Potsdam - Nach einer kurzen Pause an den Weihnachtsfeiertagen gehen an diesem Montag die landesweiten Proteste gegen die Corona-Bestimmungen weiter. „Wir rechnen damit, dass in jeder Stadt, in jeder größeren Ortschaft in Brandenburg eine Versammlung stattfinden wird“, sagte der Sprecher des Polizeipräsidiums, Mario Heinemann, am Montag. Er rechnete für die kommenden Tage mit einer Zunahme der Demonstrationen.

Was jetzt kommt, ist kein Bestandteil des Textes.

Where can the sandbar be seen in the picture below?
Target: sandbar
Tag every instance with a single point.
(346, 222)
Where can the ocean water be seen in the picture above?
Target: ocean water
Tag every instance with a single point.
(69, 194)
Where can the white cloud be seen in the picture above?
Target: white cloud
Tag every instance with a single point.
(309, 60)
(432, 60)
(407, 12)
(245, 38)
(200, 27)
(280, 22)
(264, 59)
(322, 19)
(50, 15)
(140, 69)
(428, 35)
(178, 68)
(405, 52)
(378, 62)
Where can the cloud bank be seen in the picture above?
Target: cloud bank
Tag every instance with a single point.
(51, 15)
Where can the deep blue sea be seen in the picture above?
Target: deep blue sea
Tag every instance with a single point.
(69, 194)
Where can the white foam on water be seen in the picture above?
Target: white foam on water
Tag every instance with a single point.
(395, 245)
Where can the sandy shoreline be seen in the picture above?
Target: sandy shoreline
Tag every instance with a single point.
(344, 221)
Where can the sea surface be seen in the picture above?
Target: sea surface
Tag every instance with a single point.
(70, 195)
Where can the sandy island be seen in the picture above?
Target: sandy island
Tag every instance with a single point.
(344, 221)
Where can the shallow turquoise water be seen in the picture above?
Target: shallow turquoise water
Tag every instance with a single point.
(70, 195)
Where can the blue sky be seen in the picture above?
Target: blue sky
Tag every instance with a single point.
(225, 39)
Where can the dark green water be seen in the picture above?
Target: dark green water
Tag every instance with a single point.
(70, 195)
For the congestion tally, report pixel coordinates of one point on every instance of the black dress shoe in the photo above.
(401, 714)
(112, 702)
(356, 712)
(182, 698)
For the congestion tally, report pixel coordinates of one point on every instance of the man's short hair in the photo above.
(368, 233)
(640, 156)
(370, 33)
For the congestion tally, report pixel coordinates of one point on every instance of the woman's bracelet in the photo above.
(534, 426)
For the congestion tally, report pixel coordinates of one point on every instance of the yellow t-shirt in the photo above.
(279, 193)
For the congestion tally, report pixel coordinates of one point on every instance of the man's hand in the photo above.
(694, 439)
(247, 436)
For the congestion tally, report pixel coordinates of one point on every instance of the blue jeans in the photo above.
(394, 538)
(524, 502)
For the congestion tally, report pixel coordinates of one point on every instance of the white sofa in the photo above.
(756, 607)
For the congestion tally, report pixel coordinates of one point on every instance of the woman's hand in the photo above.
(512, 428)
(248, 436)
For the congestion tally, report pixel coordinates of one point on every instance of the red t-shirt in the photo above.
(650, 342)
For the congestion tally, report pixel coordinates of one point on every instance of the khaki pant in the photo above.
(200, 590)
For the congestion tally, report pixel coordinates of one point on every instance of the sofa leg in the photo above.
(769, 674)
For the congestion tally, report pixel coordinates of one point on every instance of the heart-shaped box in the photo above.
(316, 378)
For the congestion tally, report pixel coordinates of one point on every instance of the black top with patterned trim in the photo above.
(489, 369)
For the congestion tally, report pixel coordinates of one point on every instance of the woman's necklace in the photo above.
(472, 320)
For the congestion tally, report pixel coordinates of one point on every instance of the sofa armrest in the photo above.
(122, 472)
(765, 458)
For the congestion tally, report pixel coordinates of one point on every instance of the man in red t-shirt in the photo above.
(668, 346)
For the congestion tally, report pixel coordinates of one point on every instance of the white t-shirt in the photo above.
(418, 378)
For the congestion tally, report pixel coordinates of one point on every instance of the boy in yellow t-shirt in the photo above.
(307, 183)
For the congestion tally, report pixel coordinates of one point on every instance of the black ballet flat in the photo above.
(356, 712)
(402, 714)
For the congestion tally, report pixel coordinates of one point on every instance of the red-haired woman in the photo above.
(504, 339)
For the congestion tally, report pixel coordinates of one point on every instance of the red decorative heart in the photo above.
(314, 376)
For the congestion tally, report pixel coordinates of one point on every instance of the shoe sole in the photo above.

Versammlungen sind für diesen Montag unter anderem in Potsdam, Neuruppin (Ostprignitz-Ruppin), Eberswalde (Barnim) und Königs Wusterhausen (Dahme-Spreewald) angemeldet, wie die jeweiligen Polizeidirektionen mitteilten. Sie bereiten sich nach eigenen Angaben wie in den Vorwochen auch auf nicht angemeldete Demonstrationen und sogenannte Spaziergänge vor, darunter in Cottbus und im Kreis Elbe-Elster. Allein in der Lausitzer Region geht die Polizei von 13 unangemeldeten und angemeldeten Protestzügen und Demonstrationen aus.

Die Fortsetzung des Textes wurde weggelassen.